The knock against them, though, is that they aren't really original. "It's a Warhead in all but brand name," is basically their whole sales pitch. I saw these years and years ago back in Indiana at a festival where they had these on offer, for free, to get people to try them. I found them once more at a Walmart near me when I was trolling for sours and saw the distinctive little plastic waste barrels. "Oh, right. These things," I said to myself. They're just as I remember, and what I remember is, "oh, it's a Warhead." So, I guess if you see these and they're cheaper than a package of Warheads, or if Warheads aren't available but these are, you can grab them. But that's the sales pitch and that's really it.

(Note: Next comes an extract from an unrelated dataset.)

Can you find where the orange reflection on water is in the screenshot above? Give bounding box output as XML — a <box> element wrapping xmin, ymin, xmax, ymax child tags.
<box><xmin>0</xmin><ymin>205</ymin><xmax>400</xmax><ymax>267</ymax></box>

Although I will note that if you have a bunch of Teenage Mutant Ninja TurtlesOriginally dreamed up as a parody of Marvel's Daredevil comics (going so far as to basically reproduce to opening shots of that comic's hero gaining his powers), the Teenage Mutant Ninja Turtles not only launched a sudden boom of anthropomorphic fighting animal comics but have, themselves, starred in multiple comics series, TV shows, and movies. figures around and you want to be able to decorate some kind of display of them, the cute little plastic waste barrels are great for that. Still not enough to get these on the regular, though.